Lastly, I want to agree with you, honestly I do, but Bubba Watson is lucky to even make a cut these days. He finished top 5 at The Memorial and that is his best finish in a LONGGGGGGGGGG time. Bubba didn't even make the Ryder Cup team last year, and isn't on pace to make the Presidents Cup this year. I'm a big Bubba fan, but he isn't a top player on tour anymore.
I agree with you @ 9:48am. I think Koepka will have a career like Steve Smith who won the US Open in 1995.
Braden Thornberry ain't exactly svelte.
Bubba is 38. That's not "young" in golf age. He's not at the end of his career, but he can see it coming.
Who the hell is Steve Smith? Pavin won '95 with that 4 wood shot on 18....yet another Norman second place finish.
11:20am....yep, Rick named two MS golfers and both look more like the golfers of the 70's and 80's than the typical golfer of today.
Steve Jones 1996 winner...
Jones... Smith... '95...'96...
Nobody cares.
Only on this blog could commenters find something to debate about over pro golf. No chance to hurl insults will be missed.
Bubba Watson isn't the point (yeah, he's past it). The truth is that Koepka is one of these guys who gets a lot of attention after a major win, especially if he's not a "name", and everyone predicts great things for him, then he fades away to be a middle-of-the-packer.
Charl Schwartzel, Danny Willett, Webb Simpson, Rich Beem, etc.
And give Nike, Titleist, Srixon, Callaway, etc. their due. I'm not convinced Rick Cleveland's "new breed" of golfers could so easily tear up a course with a set of 1968 MacGregor clubs.
What a bunch of snots. Take a look at the raw arrogance evident in all of those posts. Probably all wear white shoes and matching belts to work down at the bank or law firm.
Completely agree on the equipment thing with one caveat....a great swing knows no club head. The vast majority would be just fine. They just wouldn't hit it as far and the courses would still be the same length they use to be.
Erin Hills, no matter how many times they tell us it is, IS NOT a US Open course. They need to stick with the traditional and give us a tourney where even is good. That is the what the US Open is supposed to be all about.
The "flavor of the month" golf winner is just a clear example that Golf. Is. Hard.
Swinging a club as hard as you can, while expecting the club to hit a ball in exactly the same spot every Time, is hard. A quarter of an inch miss means you lose the tourney.
Consistent winners like Tiger and Jack Nicklaus are once in a generation phenoms. Maybe we will see another 20 years from now.
4:12; Your suggestion is nonsense.
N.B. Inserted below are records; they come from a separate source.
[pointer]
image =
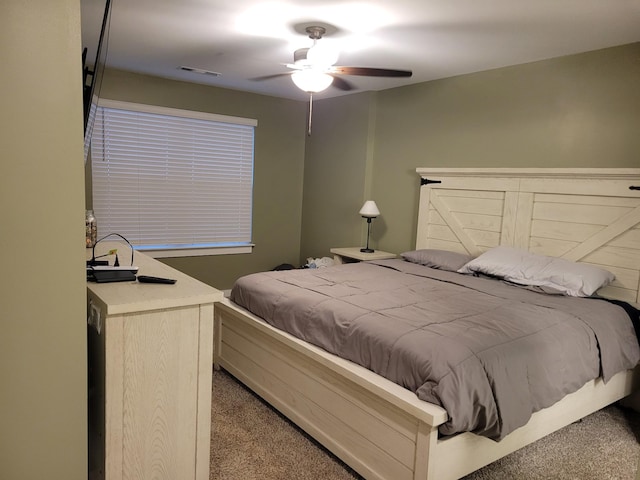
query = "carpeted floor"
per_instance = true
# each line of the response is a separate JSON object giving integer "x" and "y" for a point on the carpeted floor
{"x": 250, "y": 440}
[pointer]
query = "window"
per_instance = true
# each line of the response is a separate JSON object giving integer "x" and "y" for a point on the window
{"x": 173, "y": 182}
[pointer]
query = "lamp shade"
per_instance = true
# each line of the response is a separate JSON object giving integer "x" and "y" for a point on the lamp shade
{"x": 311, "y": 81}
{"x": 369, "y": 209}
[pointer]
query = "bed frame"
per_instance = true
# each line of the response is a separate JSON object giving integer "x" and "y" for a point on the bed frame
{"x": 384, "y": 431}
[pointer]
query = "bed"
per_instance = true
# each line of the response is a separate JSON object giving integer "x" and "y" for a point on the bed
{"x": 383, "y": 430}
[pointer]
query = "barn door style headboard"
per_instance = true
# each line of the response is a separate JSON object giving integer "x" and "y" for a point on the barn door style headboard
{"x": 589, "y": 215}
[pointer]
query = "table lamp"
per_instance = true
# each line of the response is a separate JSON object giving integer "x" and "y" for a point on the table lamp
{"x": 369, "y": 211}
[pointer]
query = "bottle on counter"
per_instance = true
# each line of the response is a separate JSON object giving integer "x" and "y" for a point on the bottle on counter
{"x": 91, "y": 228}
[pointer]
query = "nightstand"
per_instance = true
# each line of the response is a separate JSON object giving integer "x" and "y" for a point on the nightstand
{"x": 353, "y": 254}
Golf will not even be allowed in the Socialist Republic of Amerika 20 years from now.
I agree that a good swing is a good swing, and Bubba Watson using 1960s era sticks would beat the crap outta some local yokel scratch golfer using the latest Callaway graphite clubs.
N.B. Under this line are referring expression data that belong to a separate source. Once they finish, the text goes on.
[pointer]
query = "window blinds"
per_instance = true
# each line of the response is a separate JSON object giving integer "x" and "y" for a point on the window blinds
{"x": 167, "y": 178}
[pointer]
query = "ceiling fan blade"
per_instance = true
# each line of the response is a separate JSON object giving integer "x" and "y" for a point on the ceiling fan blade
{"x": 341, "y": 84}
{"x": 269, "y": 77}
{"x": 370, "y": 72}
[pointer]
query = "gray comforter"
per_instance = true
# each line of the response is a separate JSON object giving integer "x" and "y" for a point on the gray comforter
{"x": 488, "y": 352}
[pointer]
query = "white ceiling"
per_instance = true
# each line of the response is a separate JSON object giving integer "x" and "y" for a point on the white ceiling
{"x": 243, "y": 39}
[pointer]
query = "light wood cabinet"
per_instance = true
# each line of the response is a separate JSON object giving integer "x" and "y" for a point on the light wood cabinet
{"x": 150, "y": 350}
You can't buy a game, no matter what they tell you at Nevada Bob's.
However, modern equipment in the hands of a pro makes all the difference, and has to be given significant credit for all these long shots and precise placements. Skill is still the paramount requirement, but the strides equipment manufacturers have made have impacted the game a ton.
That's the fact, Jack.
Who cares what you think uncle rick!
Rick is right about the evolution of the game. But it's a simple matter of money and exposure. Real athletes are now turning to golf. Back in the 60's and 70's the only kids playing golf were the ones who couldn't survive football or maybe basketball. Many tended to be less than athletic at best. Why not. Only a handful of lucky stiffs who had money in their families could make a living playing golf. Not so in the age of Tiger Woods. A good athlete can do just fine if he is number 100 on the tour. But now, young men and women know they've got to get in great shape to play, not just hang out with the country club set. Same thing with tennis. Now the women are better athletes than the men were 30 years ago. Now there's plenty of incentive for an athlete who might have run track or played basketball to try tennis or golf. Truth be told, Tiger, Martina, and Serena have made a bigger impact on their sports than they will ever get credit for.